What are some of your favorite tools in your team’s tech stack?
We use tons of amazing tech tools here at Ribbon that help with everything from analytics and data engineering to distribution and platform management. Two of my favorites are AWS Secrets Manager and Datadog. As part of our efforts last year to make our infrastructure more secure, we used Secrets Manager to move our systems to a virtual private cloud and centralize our database credentials and third-party API keys. The tool allows us to have access to a customized set of environment variables depending on which production environment we want and saves us a lot of time and effort in application configuration or even local setup. Datadog is a comprehensive service that not only allows us to easily troubleshoot API errors through log tracing, but also lets us monitor the health of our API through synthetic monitors. The synthetic monitors are currently a big driving force behind Ribbon’s API health status page, and Datadog has been a valuable tool across our engineering team.
What’s the most interesting project you’re working on right now?
For the past few months, I’ve been working on a relatively new feature, which is a user interface that will allow our nontechnical users to gain the same value from our API as those more familiar with API logic. I love that this is a fairly new project, so my team has had the opportunity to directly shape the impact this feature will have on patients. We developed this product by working closely with customers to incorporate their needs into our roadmap and gather feedback on new feature launches, which has been extremely rewarding and motivating. I’ve normally been much more of a back-end engineer, but this project has challenged me and pushed me to widen my technical scope. I’ve developed a more solid understanding of how different components of our infrastructure are connected, as it’s a combination of our API, front end React-Gatsby app and Django-based back-end application. So far, this experience has tremendously increased my breadth of engineering knowledge, and I hope that, as I take on more challenges and projects, depth will follow as well.

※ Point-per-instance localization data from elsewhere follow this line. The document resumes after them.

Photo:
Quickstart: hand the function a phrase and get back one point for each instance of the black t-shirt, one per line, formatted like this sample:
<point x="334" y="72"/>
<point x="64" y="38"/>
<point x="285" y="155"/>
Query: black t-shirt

This experience has tremendously increased my breadth of engineering knowledge.”
What’s something unique about your team compared to other engineering organizations you’ve been part of?
Our engineering team is unique in that we have an extremely lean team that allows us to make fast iterations of product development and rollout. The leading engineer will work hand in hand with a product team member to scope out the user story requirements and technical implementation of a new project. This close alignment between product and engineering means that the timeline of this initial scoping to official launch is optimized. I love that my engineering peers leave code review comments within a few hours of submission while still respecting each other’s’ working norms.